9. Your information and third parties
In certain circumstances the sharing of your information with third parties is necessary. This only happens to the following categories:
– Your authorised representatives (e.g. attorney under a Power of Attorney, any party authorised by you to receive your personal data, a retail intermediary).
– Collecting debt owed by you.
– Selling your debt (if necessary).
– Help trace, investigate and recover funds.
– Protect our legitimate interests (your personal information remains safe when our service providers use it, in accordance with our instructions) and we expect third parties to have the same levels of information protection that we have.

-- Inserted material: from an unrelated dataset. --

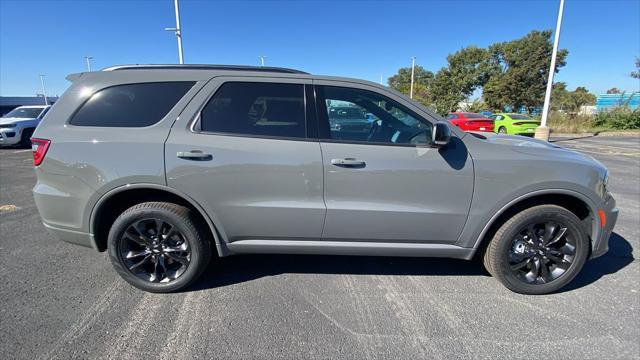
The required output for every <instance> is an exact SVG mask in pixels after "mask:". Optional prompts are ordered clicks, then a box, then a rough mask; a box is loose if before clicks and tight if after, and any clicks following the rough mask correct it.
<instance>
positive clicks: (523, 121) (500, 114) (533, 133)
mask: <svg viewBox="0 0 640 360" xmlns="http://www.w3.org/2000/svg"><path fill="white" fill-rule="evenodd" d="M491 118H492V119H493V131H494V132H497V133H500V134H512V135H525V136H533V134H534V133H535V132H536V128H537V127H538V126H540V120H536V119H532V118H530V117H529V116H527V115H523V114H512V113H499V114H493V115H491Z"/></svg>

Our service providers can include IT and telecoms providers, software development contractors, data processors, computer maintenance contractors, printing companies, document storage and destruction companies, debt collection agencies, budgeting and advice agencies, tracing agencies, archiving services suppliers, analytics companies, marketing companies, receivers, liquidators, examiners and legal advisors.
To meet any applicable law, regulation or lawful request. When we believe we have been given false or misleading information, or we suspect criminal activity we must record this and tell law enforcement agencies, which may be either in or outside of Ireland.
10. International transfers of data (outside the EEA)
We do not transfer your personal data outside the European Economic Area (EEA).
11. How to exercise your information rights
Processing your personal information comes with significant responsibilities for us, and we take these responsibilities very seriously. The new legislation means we will become more transparent in relation to how your personal data is processed and it means you will have significantly more rights about your information.
You have the right to:
– Access your information and receive copies of the information we hold about you.
– Request that inaccurate information is corrected and incomplete information updated.
– Object to particular uses of your personal data where the legal basis for our use of your data is our legitimate business interests.
– Object to use of your personal data for direct marketing purposes.
– Have your data deleted – this is known as “the right to be forgotten.”
– Restrict the use of your data (under certain circumstances).
– Obtain a transferable copy of certain data to which can be transferred to another provider, known as “the right to data portability.”
– Withdraw consent at any time, where any processing is based on consent.
12. How long do responses take
We are obliged to respond to you without delay and in most circumstances, will respond within one calendar month. If the request is complex in nature, the response will take no longer than a further two calendar months. Should this be necessary we will explain the reasons why the delay is necessary. If you make your request electronically, where possible, we will reply in kind.
You have the right to submit a complaint to the Data Protection Commission at: https://www.dataprotection.ie/docs/contact-us/b/11.html
Tel: 0761 104 800
Lo Call: 1890 252 231
Post: Data Protection Commission, Canal House, Station Road, Portarlington, R32 AP23, Co. Laois.
13. Changes to this Notice
We will update this Data Privacy Notice as the need arises. Any changes will be communicated to you and made available online.